Od kilku dni zawrotną karierę w sieci robi nagranie z Biesala (gmina Gietrzwałd), na którym widzimy, jak postawny mężczyzna okłada pięściami innego mężczyznę. Kilka metrów dalej, w rowie, leży samochód marki Audi, jak również stoi grupka ludzi. Na nagraniu słychać także głośne krzyki oraz komentarz nagrywającego, który czasem w dość mało parlamentarnych słowach komentuje całe zdarzenie.

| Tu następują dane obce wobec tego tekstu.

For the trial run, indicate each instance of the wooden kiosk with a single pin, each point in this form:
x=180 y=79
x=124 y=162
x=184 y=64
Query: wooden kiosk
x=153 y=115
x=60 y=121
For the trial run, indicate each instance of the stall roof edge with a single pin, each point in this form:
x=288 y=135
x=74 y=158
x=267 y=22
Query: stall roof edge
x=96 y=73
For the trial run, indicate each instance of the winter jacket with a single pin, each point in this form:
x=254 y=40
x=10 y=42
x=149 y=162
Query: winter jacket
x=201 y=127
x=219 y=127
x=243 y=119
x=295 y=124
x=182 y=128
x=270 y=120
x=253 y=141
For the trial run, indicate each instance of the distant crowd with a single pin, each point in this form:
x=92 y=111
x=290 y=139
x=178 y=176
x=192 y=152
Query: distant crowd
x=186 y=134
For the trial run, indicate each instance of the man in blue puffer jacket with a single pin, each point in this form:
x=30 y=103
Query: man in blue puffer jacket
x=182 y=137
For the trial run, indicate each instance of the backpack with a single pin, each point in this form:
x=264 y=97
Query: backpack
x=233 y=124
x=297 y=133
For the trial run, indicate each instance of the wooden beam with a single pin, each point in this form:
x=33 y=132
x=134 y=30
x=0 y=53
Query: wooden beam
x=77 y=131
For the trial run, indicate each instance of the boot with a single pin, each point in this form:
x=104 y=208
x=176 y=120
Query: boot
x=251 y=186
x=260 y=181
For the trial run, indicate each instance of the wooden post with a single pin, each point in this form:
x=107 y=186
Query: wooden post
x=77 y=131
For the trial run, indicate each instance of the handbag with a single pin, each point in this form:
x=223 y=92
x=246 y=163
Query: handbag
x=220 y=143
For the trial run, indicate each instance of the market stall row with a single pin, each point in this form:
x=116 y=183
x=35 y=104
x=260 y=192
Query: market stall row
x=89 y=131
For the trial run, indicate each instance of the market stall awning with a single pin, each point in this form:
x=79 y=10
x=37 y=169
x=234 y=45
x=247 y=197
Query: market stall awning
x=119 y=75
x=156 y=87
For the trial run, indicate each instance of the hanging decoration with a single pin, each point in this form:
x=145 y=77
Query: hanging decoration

Co dokładnie się tam wydarzyło? Pierwsze doniesienia branżowych mediów w żaden sposób nie rozwiewały wątpliwości. Jak się okazuje, w sobotę (19 sierpnia) funkcjonariusze z Wydziału Ruchu Drogowego KMP Olsztyn pracowali na miejscu zdarzenia drogowego. Z ustaleń policjantów wynikało, że 19-latek siedzący za kierownicą osobowego audi na skrzyżowaniu w Biesalu nie dostosował prędkości do warunków ruchu, stracił panowanie nad pojazdem, a następnie wjechał do przydrożnego rowu.
Badanie policyjnym alkomatem wykazało, że mężczyzna miał ponad 1,5 promila alkoholu w organizmie. Nastolatkowi zostało zatrzymane prawo jazdy.
Jak dodał mł. asp. Andrzej Jurkun z Zespołu Prasowego Komendy Miejskiej Policji w Olsztynie, "jeden ze świadków zdarzenia podszedł do kierującego, od którego wyczuł silny zapach alkoholu i zabrał mu kluczyki do auta". W pewnym momencie doszło do szarpaniny między mężczyzną, a kierującym audi.
Poszkodowany kierowca stwierdził jednak policjantom, że nie potrzebuje pomocy medycznej i nie zamierza składać żadnego zawiadomienia w sprawie pobicia. Funkcjonariusze poinformowali mężczyznę o przysługujących mu możliwościach prawnych.
Ze względu na wulgarność nagrania, nie będziemy go publikować.